Jakartan Grilled Fish
This is a grilled recipe.
Ikan bakar or "roasted fish" is a dish served throughout Indonesia and Malaysia - it's common fare in Jakartan restaurants and food stands alike. It's usually cooked on a charcoal grill, on top of banana leaves - but a regular gas grill will work as well. Given how popular a dish it is, there are many variations on the recipe. I chose a basic one, and added a couple of elements from other recipes.
In all, I was quite happy. The flavor was great, though the tilapia was a bit too delicate for direct grilling. Tilapia would not be the fish of choice in Jakarta, but it's what is available to me in California.
- 4 medium shallots, peeled and quartered
- 4 garlic cloves, peeled
- 1 stalk lemongrass, trimmed, peeled and cut into 1" sections
- 1" ginger root, peeled and sliced
- 1" turmeric root, peeled and sliced or 2 Tbsp ground turmeric
- 6 candlenuts or 12 macadamia nuts
- 2 tsp coriander seeds
- 2 Tbsp peanut or vegetable oil
- 1 1/2 lbs tilapia or other white fish fillets
- salt to taste
- 4 tilapia fillets (approx 1 1/2 lbs)
- juice of 2 limes
- 2 Tbsp butter
- 1/4 to 1/2 cup kecap manis (sweet soy sauce)
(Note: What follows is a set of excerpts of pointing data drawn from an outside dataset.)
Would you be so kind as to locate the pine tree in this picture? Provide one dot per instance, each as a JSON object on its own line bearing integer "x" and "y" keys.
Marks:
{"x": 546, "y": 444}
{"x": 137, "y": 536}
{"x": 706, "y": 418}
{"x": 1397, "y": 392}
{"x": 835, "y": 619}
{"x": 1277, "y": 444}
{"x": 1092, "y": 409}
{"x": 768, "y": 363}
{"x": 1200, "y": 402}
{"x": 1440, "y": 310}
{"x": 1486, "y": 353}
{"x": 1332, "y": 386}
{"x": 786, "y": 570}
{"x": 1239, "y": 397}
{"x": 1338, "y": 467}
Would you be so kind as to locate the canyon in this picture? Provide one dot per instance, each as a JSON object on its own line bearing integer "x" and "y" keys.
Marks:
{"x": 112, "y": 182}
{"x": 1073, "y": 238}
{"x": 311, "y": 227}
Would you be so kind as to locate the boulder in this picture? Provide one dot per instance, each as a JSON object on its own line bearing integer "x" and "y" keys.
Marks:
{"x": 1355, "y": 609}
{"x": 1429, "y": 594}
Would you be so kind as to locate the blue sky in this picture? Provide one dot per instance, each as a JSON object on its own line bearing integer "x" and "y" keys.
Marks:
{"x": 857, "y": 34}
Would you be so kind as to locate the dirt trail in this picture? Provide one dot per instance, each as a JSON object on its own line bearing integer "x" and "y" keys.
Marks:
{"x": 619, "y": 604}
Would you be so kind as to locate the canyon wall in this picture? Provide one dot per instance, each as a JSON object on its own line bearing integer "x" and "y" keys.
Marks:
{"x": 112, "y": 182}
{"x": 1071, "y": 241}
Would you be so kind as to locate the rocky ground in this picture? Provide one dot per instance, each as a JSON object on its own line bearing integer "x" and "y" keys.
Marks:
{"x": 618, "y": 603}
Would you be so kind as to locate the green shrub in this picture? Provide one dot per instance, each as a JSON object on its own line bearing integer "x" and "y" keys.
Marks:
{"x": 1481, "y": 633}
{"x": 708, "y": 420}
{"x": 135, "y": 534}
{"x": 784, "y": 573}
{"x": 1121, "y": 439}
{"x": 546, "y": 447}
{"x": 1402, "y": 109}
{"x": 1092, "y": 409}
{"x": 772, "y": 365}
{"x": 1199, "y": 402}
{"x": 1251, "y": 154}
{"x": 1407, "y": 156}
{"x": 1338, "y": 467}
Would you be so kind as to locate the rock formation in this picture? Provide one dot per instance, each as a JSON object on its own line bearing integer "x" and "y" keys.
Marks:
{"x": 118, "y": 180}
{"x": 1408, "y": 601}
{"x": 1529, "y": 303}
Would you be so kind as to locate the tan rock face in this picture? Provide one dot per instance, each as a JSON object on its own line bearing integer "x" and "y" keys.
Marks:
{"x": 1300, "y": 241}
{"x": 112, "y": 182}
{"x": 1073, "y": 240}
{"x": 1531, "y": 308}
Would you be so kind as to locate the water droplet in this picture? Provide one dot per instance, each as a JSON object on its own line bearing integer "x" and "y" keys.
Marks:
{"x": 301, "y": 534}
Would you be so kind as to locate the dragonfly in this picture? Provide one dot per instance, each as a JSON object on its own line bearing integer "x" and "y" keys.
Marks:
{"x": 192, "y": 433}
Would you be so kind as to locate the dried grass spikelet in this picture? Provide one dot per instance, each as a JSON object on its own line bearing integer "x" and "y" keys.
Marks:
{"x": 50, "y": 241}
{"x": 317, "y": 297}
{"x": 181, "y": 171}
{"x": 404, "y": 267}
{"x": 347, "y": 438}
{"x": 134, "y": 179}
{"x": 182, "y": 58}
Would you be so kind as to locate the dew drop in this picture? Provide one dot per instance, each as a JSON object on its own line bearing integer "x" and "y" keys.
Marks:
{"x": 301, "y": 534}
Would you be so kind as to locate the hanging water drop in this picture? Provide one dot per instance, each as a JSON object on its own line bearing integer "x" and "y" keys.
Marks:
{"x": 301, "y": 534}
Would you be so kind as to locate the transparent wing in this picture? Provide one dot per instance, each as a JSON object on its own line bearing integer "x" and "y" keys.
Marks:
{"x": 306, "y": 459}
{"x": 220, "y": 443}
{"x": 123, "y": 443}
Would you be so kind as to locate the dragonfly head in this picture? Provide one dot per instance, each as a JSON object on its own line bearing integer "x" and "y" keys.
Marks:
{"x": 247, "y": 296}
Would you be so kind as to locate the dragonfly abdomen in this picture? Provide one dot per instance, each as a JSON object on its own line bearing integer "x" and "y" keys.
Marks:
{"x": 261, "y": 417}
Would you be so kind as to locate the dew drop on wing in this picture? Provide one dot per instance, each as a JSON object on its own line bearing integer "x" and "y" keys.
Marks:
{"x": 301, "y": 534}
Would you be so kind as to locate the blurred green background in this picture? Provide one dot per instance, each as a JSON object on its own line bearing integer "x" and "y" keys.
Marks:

Using a blender or food processor, puree together the shallots, cloves, lemongrass, ginger root, turmeric root or ground turmeric, candlenuts or macadamia nuts, coriander seeds, oil and salt to taste. Set aside
Dry tilapia fillets. Season each filet with the juice of 1/2 a lime and salt to taste.
Rub the paste on both sides of each tilapia filet. Cover and refrigerate for at least one hour.
Prepare grill for direct grilling and heat on medium high. Transfer the fillets onto the grill. Place a pat of butter onto each fillet and then brush with kecap manis. Cook for 3 to 4 minutes and turn. Brush with additional kecap manis and grill until done, approximate 3 to 4 minutes more.